Em grande medida, a estagnação no período 2016-19 se origina da forte redução do crédito dos bancos públicos (16,4%). A expansão dos privados, de 10,4%, não foi suficiente para impedir a estagnação do volume total. Os privados também lideraram a retomada do crédito entre 2019 e 2022. Essa trajetória do crédito para todo o período 2016-21 explica porque os bancos públicos perderam participação no total do crédito: de 55%, em 2016, para 49,2%, em 2019, e 45% em 2021.

Isso nos leva ao segundo ponto a esclarecer: o crédito direcionado no Brasil. Em grande medida, a redução da participação dos bancos públicos está relacionada à redução intencional (pelos governos anteriores) da concessão desse tipo de crédito. Ele é "direcionado" por se originar de fundo público ou parapúblico "carimbado". É mais barato do que o crédito convencional porque seu "custo" é menor.

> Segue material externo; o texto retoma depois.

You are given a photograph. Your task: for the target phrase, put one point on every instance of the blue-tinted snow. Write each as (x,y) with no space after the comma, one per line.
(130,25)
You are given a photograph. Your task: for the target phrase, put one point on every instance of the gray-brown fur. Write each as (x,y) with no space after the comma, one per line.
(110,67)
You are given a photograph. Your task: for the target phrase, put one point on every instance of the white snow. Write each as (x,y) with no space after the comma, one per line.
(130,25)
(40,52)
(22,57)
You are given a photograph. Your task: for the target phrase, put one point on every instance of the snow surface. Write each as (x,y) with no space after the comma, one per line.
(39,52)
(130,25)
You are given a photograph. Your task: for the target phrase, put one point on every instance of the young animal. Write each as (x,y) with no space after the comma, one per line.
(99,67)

O direcionado não é crédito subsidiado pelo governo! O governo (FAT, Fundo de Amparo ao Trabalhador) e os trabalhadores (FGTS, Fundo de Garantia do Tempo de Serviço) "trocam" um financiamento do crédito de menor custo por geração de emprego. Todo direcionado é para investimento, que faz a economia crescer e empregar mais. E os pequenos poupadores (poupança) trocam uma maior remuneração por ausência de risco e tributação.

Além disso, o crédito direcionado não é exclusividade dos bancos públicos. Os bancos comerciais têm acesso ao crédito do FGTS (habitação e infraestrutura) e da poupança (habitação e agricultura). No caso do FAT, a sua maior parte é para operações indiretas do BNDES (Finame, Agência Especial de Financiamento Industrial), por meio dos bancos comerciais. Por serem menos rentável, os bancos privados acessam menos que os públicos o crédito direcionado.

É por isso que a afirmação de que o direcionado "provocou redução da eficácia da política monetária" é falsa. Como é bem conhecido, o aumento do investimento em situações de subutilização de recursos e de escassez de infraestrutura amplia o produto potencial e elimina a "inflação estrutural".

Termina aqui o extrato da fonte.